Lelaki berkulit coklat mengangguk senang seraya memamerkan pin Universitas Garuda yang menempel di baju bagian lengan atasnya sama seperti Jaenal, yang membedakan hanya logo dari pin itu.
"Dah dulu deh udah telat, btw jangan lama lama di sini, nanti di usir sama pak RT,kamu dateng tanpa izin kan?"
Jaenal terdiam, lelaki berkulit coklat itu tersenyum singkat dan berlari ke arah luar pantai, sepertinya dia akan ke universitas Garuda.
Jaenal memasuki mobilnya, berkendara cepat keluar dari area pantai.
Sampainya Jaenal di rumah, sepi menyambut kehadirannya. Udara dingin suasana hening yang sama sekali tidak pernah terbayang akan di rasakan oleh jaenal.
"Lembaran baru yang sunyi" Jaenal berdecak kecil berjalan memasuki kamarnya guna mengambil ponselnya yang tertinggal.
Setelah yakin tidak ada lagi yang tertinggal, Jaenal mengunci pintu rumah dan menancap gas menuju kampus. Ini hari pertama ia dan angkatannya menjadi anggota/mahasiswa universitas Garuda.
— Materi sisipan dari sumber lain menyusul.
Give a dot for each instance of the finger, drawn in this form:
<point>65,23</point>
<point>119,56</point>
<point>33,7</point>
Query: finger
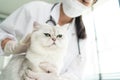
<point>32,74</point>
<point>27,38</point>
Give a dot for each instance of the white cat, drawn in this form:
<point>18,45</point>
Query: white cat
<point>45,54</point>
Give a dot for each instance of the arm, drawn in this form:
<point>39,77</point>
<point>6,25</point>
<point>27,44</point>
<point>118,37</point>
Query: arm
<point>13,27</point>
<point>76,69</point>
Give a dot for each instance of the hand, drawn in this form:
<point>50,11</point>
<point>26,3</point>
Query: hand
<point>13,47</point>
<point>30,75</point>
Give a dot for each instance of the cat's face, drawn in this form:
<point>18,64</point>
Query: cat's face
<point>48,36</point>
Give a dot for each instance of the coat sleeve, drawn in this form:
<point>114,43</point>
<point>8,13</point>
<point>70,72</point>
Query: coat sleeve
<point>76,69</point>
<point>14,26</point>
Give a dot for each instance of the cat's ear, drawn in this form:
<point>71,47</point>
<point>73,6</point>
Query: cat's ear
<point>36,26</point>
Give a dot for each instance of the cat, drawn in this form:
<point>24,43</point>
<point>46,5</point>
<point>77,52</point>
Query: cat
<point>44,55</point>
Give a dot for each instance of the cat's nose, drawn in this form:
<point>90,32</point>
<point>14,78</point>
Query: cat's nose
<point>53,39</point>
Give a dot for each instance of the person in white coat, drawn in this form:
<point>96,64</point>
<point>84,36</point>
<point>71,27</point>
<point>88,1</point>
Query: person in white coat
<point>19,25</point>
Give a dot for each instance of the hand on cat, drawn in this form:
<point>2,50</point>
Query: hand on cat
<point>13,47</point>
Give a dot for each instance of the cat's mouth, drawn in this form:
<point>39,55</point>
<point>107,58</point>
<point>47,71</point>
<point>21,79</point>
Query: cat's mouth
<point>53,43</point>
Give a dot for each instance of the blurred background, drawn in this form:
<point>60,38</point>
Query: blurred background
<point>103,22</point>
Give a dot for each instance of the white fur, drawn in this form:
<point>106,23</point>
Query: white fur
<point>41,56</point>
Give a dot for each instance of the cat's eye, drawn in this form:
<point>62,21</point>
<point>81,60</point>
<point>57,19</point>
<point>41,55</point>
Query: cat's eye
<point>59,36</point>
<point>47,34</point>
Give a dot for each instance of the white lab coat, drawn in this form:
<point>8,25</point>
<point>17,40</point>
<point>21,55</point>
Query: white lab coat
<point>20,23</point>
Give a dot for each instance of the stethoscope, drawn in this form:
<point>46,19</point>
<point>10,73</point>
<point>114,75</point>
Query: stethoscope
<point>54,23</point>
<point>51,18</point>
Sampai di kampus Jaenal langsung berjalan ke gedung fakultasnya, seperti biasa wajahnya selalu tersenyum walau hatinya sedang mendung.
•••
Kali ini.. Jaenal berada di tebing,duduk dengan santai melihat ke arah laut. Waktu menunjukan pukul 22.19 walau sudah larut Jaenal tidak perduli, ia malas pulang ke rumahnya karna sudah tidak ada lagi sosok yang menyambutnya hangat saat dirinya pulang.
"Ya tuhan, Jaenal ingin bertemu dengan umi dan Abi, jae mohon. Kali ini saja, biarkan jae bertemu umi dan Abi"
Jaenal menggigit bibirnya kuat guna menahan insak tangis. Matanya terus menerus mengeluarkan air mata dengan kepala menunduk.
"Hiks"
Sakit.. tepat di dada samping kiri, hatinya sakit kala ingat hari dimana kedua orang yang di cintai nya meninggalkannya sendiri.
"Menangis lah nak"
Jaenal kian menangis saat terdengar suara abinya yang tegas namun lembut. Jae semakin menundukkan kepalanya terisak, meluapkan seluruh kesedihan dan kepedihan yang dirasanya kepada laut di depannya.
Sentuhan lembut di tangannya, Jaenal sangat amat merindukan sentuhan ini. Sentuhan lembut ibunya.
"Menangis bukan berarti kau lemah"
Suara lembut menyapa pendengarannya, Jaenal sungguh tidak berani mengangkat wajahnya untuk melihat mendiang umi dan abinya.
Jaenal hanya takut.. jika nanti ia melihat kedua orang tuanya, Jaenal akan histeris meminta ikut dengan mereka dan Jaenal takut kalau dirinya akan putus asa dan memilih meninggalkan dunia.
"Maafkan kami nak, satu hal yang harus kau tau. Kami selalu ada di hatimu. Jangan merasa sendiri.."
Jaenal merasakan pelukan hangat dari kedua sisi tubuhnya, pelukan yang beberapa bulan belakangan ini tidak bisa ia rasa.
"Kami selalu ada, di sisi terbaik di hatimu"
Perlahan pelukan hangat hilang tergantikan udara dingin yang semakin menusuk.
Jaenal mendongak menatap laut di depannya. Matanya tersirat kepedihan hati yang kuat, seolah sedang menumpahkan rasa sedihnya kepada laut di depannya.
"Ya. Kalian benar, tapi... Maaf umi Abi. Jaenal memilih untuk tidak menangis lagi. Ini yang terakhir jae menangis, jaenal janji"
"Laut itu luas dan tenang,sampai tidak ada yang tau ada apa di dalamnya"
"Maaf dan... Terimakasih"
Jaenal tersenyum masih menatap hamparan air tenang di depan sana. Merasa tubuhnya kian merasa sakit karna angin yang terus menyerang, Jaenal memutuskan untuk pulang.
Sebelum ke rumah, Jaenal pergi ke makam kedua orang tuanya.
Ya! Selarut ini.. Tidak meruntuhkan pendiriannya untuk pergi ke makam kedua orang tuanya.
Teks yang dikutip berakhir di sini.